Da zur Geschichte der Homosexualitäten im deutschsprachigen Raum bis in die Gegenwart wenig in akademischen Strukturen geforscht wird,[133][134] geschieht sie hier mehrheitlich durch Aktivisten und Aktivistinnen in von ihnen getragenen Strukturen.[135][136] Jens Dobler beklagte in diesem Zusammenhang eine mangelnde Finanzierung der LSBTI-Forschung.[137] Dementsprechend hat die deutschsprachige Forschung vor allem einen dokumentarischen Fokus auf Themen kleineren Umfangs.[138] Durch die erheblich frühere Akademisierung des Gegenstandes in den USA als „Gay and Lesbian Studies“ seit den 1980er Jahren ergab sich dort Gelegenheit, auch vertiefende Forschungen und Darstellungen in Angriff zu nehmen.[133] Daher stammen breiter angelegte Übersichtswerke häufig aus dem amerikanischen Raum, hier sind insbesondere die Bücher von James Steakley (The Homosexual Emancipation Movement in Germany, 1975), Richard Plant (The Pink Triangle: The Nazi War against Homosexuals, 1986), Robert Beachy (Das andere Berlin. Die Erfindung der Homosexualität, 2014), Marti M. Lybeck (Desiring Emancipation: New Women and Homosexuality in Germany, 1890–1933, 2014), Laurie Marhoefer (Sex and the Weimar Republic, 2015) und Clayton Whisnant (Queer Identities and Politics in Germany, 2016) zu nennen.
Deutschland
[Bearbeiten | Quelltext bearbeiten]In Berlin, das in den frühen 1970er Jahren zum Zentrum der deutschen Schwulen- und Lesbenbewegung wurde, entstand in aktivistischen Kreisen ein Interesse an der Erforschung der eigenen Geschichte. Von besonderem Einfluss für die Geschichtsschreibung zur Homosexuellenbewegung war die ab 1973 in der kanadischen Schwulenzeitschrift The Body Politic erschienene Artikelserie The gay movement in Germany von James Steakley, die 1975 in der ersten monographischen Gesamtdarstellung der deutschen Homosexuellenbewegung mündete und den Protagonisten der jungen Schwulenbewegung als Anstoß für eine eigene Geschichtsschreibung diente. Vertreter dieser Generation waren u. a. Manfred Herzer oder Manfred Baumgardt.[139]

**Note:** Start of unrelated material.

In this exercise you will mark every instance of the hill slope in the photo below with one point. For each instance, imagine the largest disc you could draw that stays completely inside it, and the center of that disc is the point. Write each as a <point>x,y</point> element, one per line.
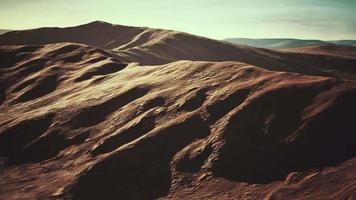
<point>329,50</point>
<point>84,121</point>
<point>78,123</point>
<point>156,46</point>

In der deutschen Lesbenbewegung war die Berliner Gruppe L74 von Bedeutung, eine Gruppe älterer Lesben um Kitty Kuse, Hilde Radusch und Gertrude Sandmann. Ilse Kokula führte regelmäßig Interviews mit Zeitzeuginnen und publizierte ihre Ergebnisse, durch ihre Arbeit wurde sie zur Pionierin der lesbischen herstory in Deutschland. Initiativen aus dem Lesbischen Aktions-Zentrum führten ab 1973 in Berlin zur Sammlung von Materialien zur lesbischen Geschichte im sogenannten „Lesbenarchiv“, das 1983 unter der Leitung von Gudrun Schwarz in die formale Gründung des Archivs Spinnboden mündete, dem heute zweitgrößten Lesbenarchiv weltweit.[140]
1982 wurde in Berlin die Magnus-Hirschfeld-Gesellschaft gegründet, die zusätzlich zu ihrem Fokus auf Magnus Hirschfeld kontinuierlich zur Geschichte von LGBTI forscht. Von besonderer Bedeutung war 1984 die ausgesprochen erfolgreiche und viel diskutierte Ausstellung „Eldorado“, die gemeinsam von Schwulen und Lesben im Berlin Museum realisiert wurde und den Anstoß zur Gründung des Schwulen Museums gab, das nicht nur Ausstellungen durchführt, sondern auch über ein bedeutendes Archiv und Bibliothek verfügt.[141] 1992 gründete sich der Fachverband Homosexualität und Geschichte als Dachverband für unterschiedliche Initiativen und Projekte zur Erforschung und Dokumentation gleichgeschlechtlicher Geschichte, der auch die jährlich erscheinende Fachzeitschrift Invertito publiziert.
Neben den großen Berliner Archiven gibt es weitere kleine Archive, häufig mit lokalem/regionalem Fokus, z. B. das Schwullesbische Archiv Hannover, Forum Queeres Archiv München, das Kölner Centrum Schwule Geschichte, das Lesbenarchiv Frankfurt, das Schwulenarchiv Schweiz, STICHWORT – Archiv der Frauen- und Lesbenbewegung und QWIEN in Österreich.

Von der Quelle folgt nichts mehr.